Russia starts withdrawing air force deployed in Syria

MOSCOW - Agence France-Presse
Russia starts withdrawing air force deployed in Syria

UN Syria envoy Staffan de Mistura speaks during a press conference in Geneva on March 14, 2016 on the first day of the second round of Syrian peace talks at the UN headquarter. AFP Photo

The first of Moscow’s warplanes landed back in Russia from Syria on March 15 at the start of a surprise withdrawal that Western governments hope could boost United Nations-brokered peace talks ongoing in Geneva by pressuring the Syrian government.

U.N. Special Envoy for Syria Staffan de Mistura described the pullout as a “significant development” for peace negotiations.

“We hope [this] will have a positive impact on the progress of the negotiations [in Geneva],” he said in a statement on March 15, the fifth anniversary of the start of the war.
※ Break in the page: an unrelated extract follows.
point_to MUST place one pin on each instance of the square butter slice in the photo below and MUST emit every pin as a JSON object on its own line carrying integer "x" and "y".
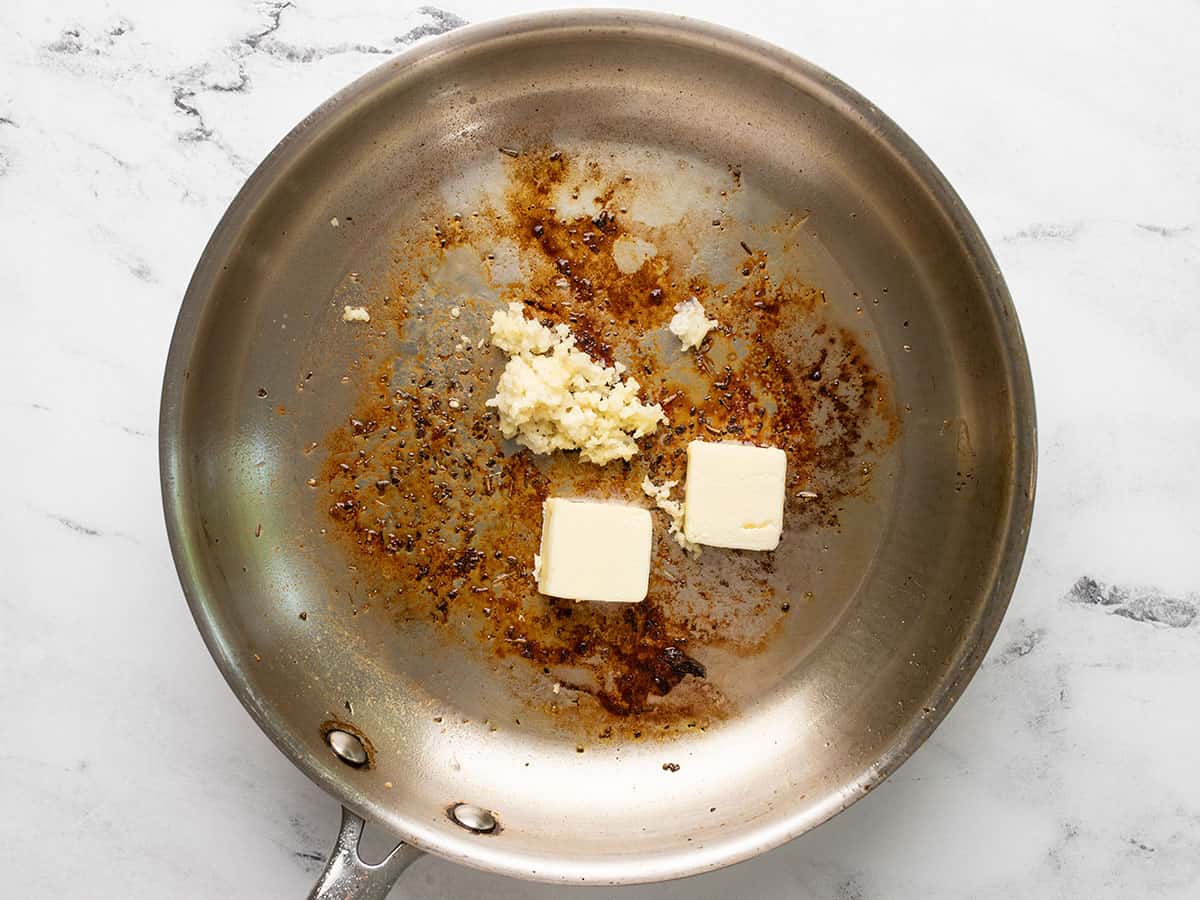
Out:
{"x": 594, "y": 551}
{"x": 735, "y": 496}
Russian President Vladimir Putin on March 14 ordered the “main part” of Russia’s forces out of the war-torn nation, but the Kremlin denied it was trying to pressure its long-time ally Syrian President Bashar al-Assad.

Russia will, however, keep a contingent at its air and naval bases in Syria and a senior official said strikes against “terrorists” would continue.

One al-Qaeda-linked group, the al-Nusra Front, branded the withdrawal a “defeat” and vowed to launch a new offensive in Syria.

Putin said March 14 that Moscow’s military goal had been “on the whole” completed some five-and-a-half months and 9,000 combat sorties after the Kremlin launched its bombing campaign in support of Assad.
State media broadcast live footage of flag-waving crowds greeting returning pilots at a military base in southwest Russia as a brass band played.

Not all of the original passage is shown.